At step 21, the protocol is received and stored for subsequent use.
At step 22, a fault control, ie. self check procedure is carried out. This check is configured to ensure that the user equipment, now containing the downloaded full protocol, complies with air interface emission regulations. This self check is performed by means of the fault procedure held in the store 8.
In this example, the user equipment receives a command from the chosen network, for example, to set power output at a specific level. The fault procedure instigates a check, at step 22, that the stored full protocol has, in fact, set the power level at the correct value commanded by the network. If the level has not been set correctly, the user equipment shuts down its transmissions and informs the user (step 23) by way of a visual display. Otherwise, the user equipment can proceed with communications with the chosen network and at the same time, monitor the other available networks (step 24).

Claims

1. A user equipment for enabling a user to access one of a plurality of radio communications networks (3-6), the user equipment including;

a detector (1) for detecting at least one of the plurality of radio communications networks (3-6),

a first store (8) for storing network identification data and operational variables relevant to each of said plurality of networks,

a second store (10) for storing data relevant to user preferences,

an identifier (7) for identifying detected networks by comparison of received signal characteristics with identification data stored in the first store (8),

a first selector (9) for choosing one of the detected and identified networks by comparison with the data stored in the second store (10),

a second selector (11) for selecting operational variables stored in the first store (8) and pertaining to the chosen network,

means (12) for setting up a communications channel with the chosen network using the selected operational variables,

and means for receiving (2) an enabling program, thereby to enable communications with the chosen network.

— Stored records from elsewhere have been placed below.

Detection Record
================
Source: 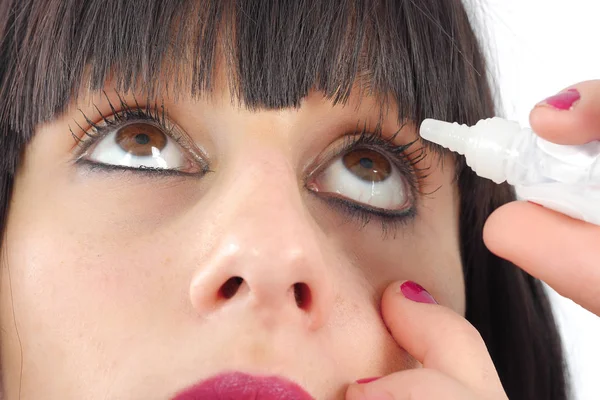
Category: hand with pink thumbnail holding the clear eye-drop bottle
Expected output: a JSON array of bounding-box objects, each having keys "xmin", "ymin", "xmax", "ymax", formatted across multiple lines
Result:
[{"xmin": 483, "ymin": 80, "xmax": 600, "ymax": 315}]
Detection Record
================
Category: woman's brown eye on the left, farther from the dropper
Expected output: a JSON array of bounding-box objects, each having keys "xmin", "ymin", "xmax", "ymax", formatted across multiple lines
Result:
[{"xmin": 81, "ymin": 121, "xmax": 203, "ymax": 174}]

2. A user equipment according to claim 1 and further including means (12) for requesting the enabling program from the chosen network.

3. A user equipment according to claim 2 and further including a third store (13) for storing the enabling program.

4. A user equipment according to claim 1 and further including a module (13) containing the enabling program.

5. A user equipment according to claim 1 in which the first store (8) includes cell selection and re-selection functions for each of the plurality of radio communications networks (3-6).

6. A user equipment according to claim 1 and further including means (8) for performing a self-check procedure.

7. A method of enabling a user equipment to access one of a plurality of radio communications networks, the method including the steps of;

detecting at least one of said networks,

identifying (14) the detected networks,

choosing (15,16) one of the detected and identified networks by comparison with stored user data,

selecting operational variables pertaining to the chosen network from a network variable settings store,

setting up (18) a communications channel with the chosen network using the selected operational variables,

and receiving (21) an enabling program, thereby enabling communication between the user equipment and the chosen network.

8. A method according to claim 7 and including the further steps of requesting (20) the enabling program from the chosen network and storing (21) said enabling program within said user equipment.

9. A method according to claim 7 in which the stored user data relates to network performance capabilities.

10. A method according to claim 7 and including the further step of performing a self check procedure (22).